Well if there was a leap year every 4 years exactly then the calendar would be 44 minutes longer (National Air & Space Museum), so they decided that turn of the century years (1000, 2000, 3000, etc) as well as any year that is divisible cleanly by 100 (1800, 1900, 2100, etc) would not be leap years. Well unless they are also divisible by 400, such as 2000. That’s why 1900 wasn’t a leap year but 2000 was.
Okay, cool that clears up how to classify and calculate the next leap year, but who on earth decided on the leap year system in the first place?
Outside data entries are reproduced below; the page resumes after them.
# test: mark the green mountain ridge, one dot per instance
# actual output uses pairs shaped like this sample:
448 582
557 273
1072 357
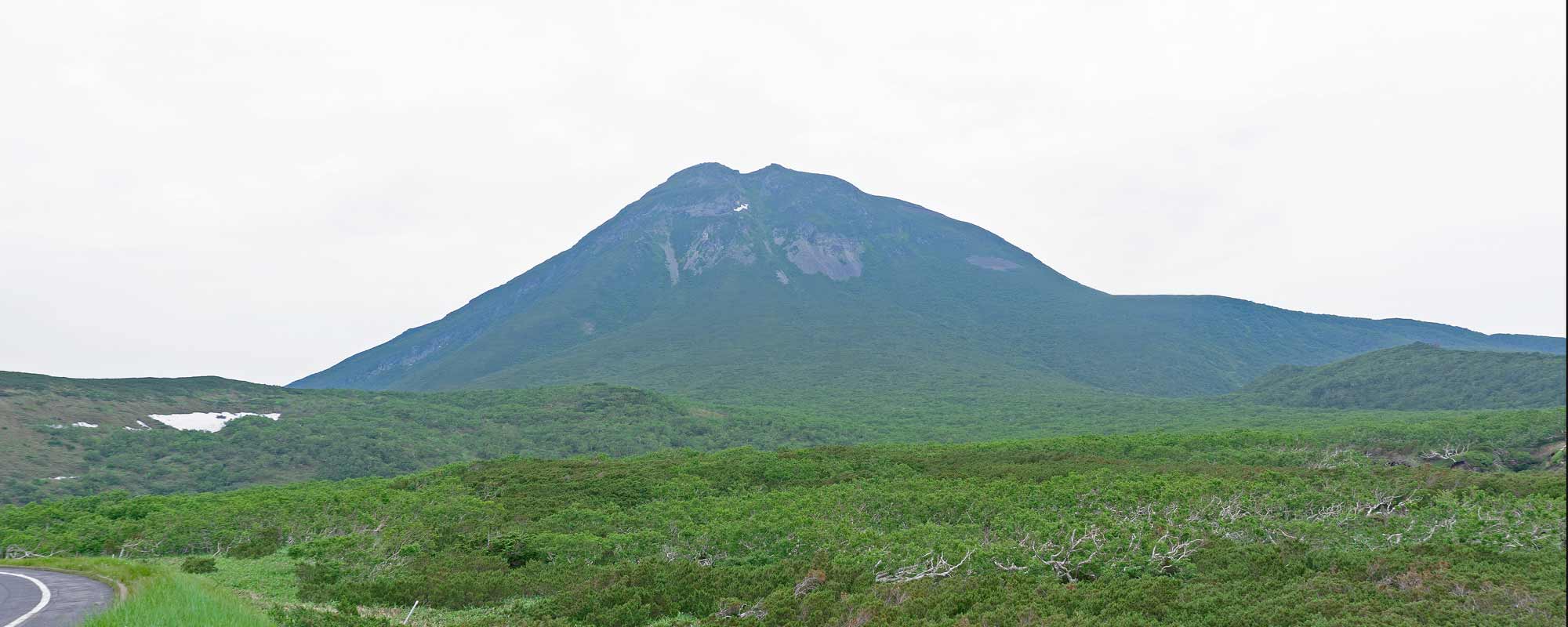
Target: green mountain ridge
1420 377
793 288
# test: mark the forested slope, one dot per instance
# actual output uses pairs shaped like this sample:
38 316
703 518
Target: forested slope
1349 526
1420 377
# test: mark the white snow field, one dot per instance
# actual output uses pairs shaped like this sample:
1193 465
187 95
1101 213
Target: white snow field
203 421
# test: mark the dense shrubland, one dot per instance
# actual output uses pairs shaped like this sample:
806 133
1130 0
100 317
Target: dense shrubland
336 435
1420 377
1359 524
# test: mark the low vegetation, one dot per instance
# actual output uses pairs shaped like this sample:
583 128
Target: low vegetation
1373 524
336 435
159 596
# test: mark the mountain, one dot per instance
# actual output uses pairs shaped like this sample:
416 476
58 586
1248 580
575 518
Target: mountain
799 289
1420 377
87 437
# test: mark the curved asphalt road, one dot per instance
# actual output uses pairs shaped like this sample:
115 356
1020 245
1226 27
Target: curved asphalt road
31 598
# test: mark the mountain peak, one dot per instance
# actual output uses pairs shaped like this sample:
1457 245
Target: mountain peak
791 283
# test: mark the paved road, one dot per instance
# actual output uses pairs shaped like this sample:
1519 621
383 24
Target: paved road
32 598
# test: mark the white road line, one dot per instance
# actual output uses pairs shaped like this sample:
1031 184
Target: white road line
42 603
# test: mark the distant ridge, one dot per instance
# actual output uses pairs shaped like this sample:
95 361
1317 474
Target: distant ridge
1420 377
789 288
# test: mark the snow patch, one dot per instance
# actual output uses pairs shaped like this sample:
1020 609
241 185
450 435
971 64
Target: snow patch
992 263
203 421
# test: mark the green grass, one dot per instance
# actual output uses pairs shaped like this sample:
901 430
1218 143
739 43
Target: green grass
173 600
1343 526
159 595
336 435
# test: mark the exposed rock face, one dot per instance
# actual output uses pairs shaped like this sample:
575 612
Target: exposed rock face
684 278
835 256
716 245
670 263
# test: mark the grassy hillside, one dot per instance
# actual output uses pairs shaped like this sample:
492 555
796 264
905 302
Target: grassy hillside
330 435
1349 526
818 292
1420 377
Any early civilization with some form of calendar usually based it around the phases of the sun (days) and moon (months). It was the Romans, specifically that one Roman who famously got assassinated on the Ides of March (Julius Caesar), who added a couple of months. This made the original Roman calendar…complicated, so the Romans changed to the Julian calendar around 46 BC. This was based on the sun, so goodbye moon! Caesar’s new calendar had 365.25 days, which started the leap year tradition.
But now we’re back to square one with why there are consistent leap years every four years. Where did that “not divisible by 100 but by 400” hubbub come from?
That can be attributed to Pope Gregory XIII who, in the 16th century, decided to change the calendar. He didn’t like how the dates of different theological events kept changing over time and wanted some chronological consistency. Thus, we now have a slightly different number of days than the Julian calendar (which gradually added days to the year) and have the strange math necessary to calculate leap years!
So, thank you Julius Caesar and Pope Gregory XIII for forcing me to do the math necessary to determine the next leap year. And thank you Earth for taking 365 days, 6 hours, and a bizarre 9 minutes to orbit the sun— you’ve caused a plight for mathematicians and scientists everywhere.